Сюзан, напрягшись, заподозрив недоброе, приподнялась и встала на колени.
– Может быть, на солнце перегрелся, он был весь розовый.
– Мне кажется, он шутки с нами шутит. Эй, старина, ладно тебе дрожать, как в тридцать градусов мороза.
Он поставил мальчика на ноги, повернул к себе и вгляделся в него в полутьме. Олли содрогнулся в отцовских руках, зубы клацнули. Еще до того, как Сюзан добралась до него и потрогала его холодное лицо, до того, как привела его в дом, зажгла лампу и увидела белые-белые пальцы и синие ногти, она все поняла. Приступ озноба, возврат старого милтонского проклятия. Несколько часов – и он будет пылать в жару, еще несколько часов – и будет весь мокрый от пота. И так неделями: озноб – жар – потливость, несколько обманчивых дней хорошего самочувствия, и снова озноб, и снова весь цикл, и с каждым циклом либо болезнь, либо больной делается слабей, пока она или он не истощится. И некому в Ледвилле его показать, кроме пьяницы врача, от которого она избавила Прайси.
Помню по моему детству, какой тяжелой нервозностью бабушка могла окружить болеющего. “Оставь ребенка в покое, – рычал на нее дедушка. – Дай ему отоспаться”. Это был его способ: лечь лицом к стенке и прикрутить свой обмен веществ, пока что‑то внутри не подскажет, что дело идет на лад и можно встать. Но бабушка реагировала на болезнь так же, как на свою бессонницу. Она никак не могла просто лечь и тихо лежать, пока не уснет. Всегда надо было что‑то еще поправить, что‑то последнее сделать для расслабления: стакан воды, немножко соды для желудка, сменить наволочку, убрать щелку в жалюзи, проверить печку и входную дверь. Пока она готовилась ко сну, уже приходило время вставать.

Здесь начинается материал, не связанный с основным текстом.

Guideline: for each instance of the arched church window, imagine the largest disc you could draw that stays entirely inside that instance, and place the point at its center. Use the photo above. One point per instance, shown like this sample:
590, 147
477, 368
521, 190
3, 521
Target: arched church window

То же самое с болезнью. Ее прохладная рука день и ночь ложилась на горячий лоб страдания. Она будила тебя, чтобы посмотреть, не нужно ли тебе еще что‑нибудь для полного удобства. Она слушала твое дыхание, вглядывалась в твои затуманенные глаза и обложенный язык, вздыхала, прищелкивала языком, шептала что‑то, неохотно оставляла тебя одного и возвращалась раньше, чем ты успевал сомкнуть глаза. Китайский крестьянин, который выдергивал свой рис из земли, чтобы посмотреть, как он растет, был по сравнению с бабушкой расслабленным лентяем. Не понимаю, как мой папа остался жив после кори и ветрянки, не говоря уже о малярии. Не понимаю, как она осталась жива. За кризисную неделю она превращалась в проволочную скульптуру, чьи глаза она сама, с отвращением смотрясь в зеркало, уподобляла двум прожженным дыркам в одеяле.